“Crying is Like the Rain: A Story of Mindfulness and Feelings” is a sweet, simple look at the manner in which feelings arise and disappear, like clouds, thunderstorms — or even earthquakes and tidal waves. Yet the seemingly inane nature of this message is deceptive. If it was one we’d all internalized as children, would our world look the same as it does today? Would we treat the earth, ourselves — and each other — better?
The story begins with a child’s observation:
One day I heard someone special say, “Feelings are like the weather. They come and go.” Well, if feelings are like the weather, then crying is like the rain.
Author Heather Hawk Feinberg moves on to note that many people find crying disturbing, or something that they need to fix. But, she points out, crying is natural, like storms — and, like storms, can clear the air. While showers often leave rainbows in their wake, Feinberg draws a parallel with the human body — which, after a good bout of crying, can remain infused with a sense of clarity and ease.
In an author’s note at the end of the story, titled “Crying Really is like the Rain,” Feinberg — who spent 25 years educating and counseling children, teens and families in addition to raising her own child — wrote that once she began to consider feelings as weather, “it changed me.” As she writes:
This book is an invitation to look with new eyes the way we experience feelings — ours and others’ — especially the feelings we tend to ignore, hide, or label as wrong or negative. All feelings have a purpose. They guide us toward understanding ourselves and one another.

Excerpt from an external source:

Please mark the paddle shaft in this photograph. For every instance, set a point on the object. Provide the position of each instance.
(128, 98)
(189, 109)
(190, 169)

As children struggle with the long-term effects of lockdowns, bereavement and other immensely difficult challenges, Feinberg’s book may provide a breath of fresh air for adults seeking to help their small loved ones process their feelings. Chamisa Kellogg’s warm, colorful illustrations, meanwhile, invite us to embrace these emotions as normal, natural and even something that can be comforting.
Feinberg ends with a “Mindfulness Game” and other prompts that encourage children to experience and process their feelings. The message is the polar opposite of the standard trope, “Boys don’t cry”; one that provides the beginning of a balm for our hurting world.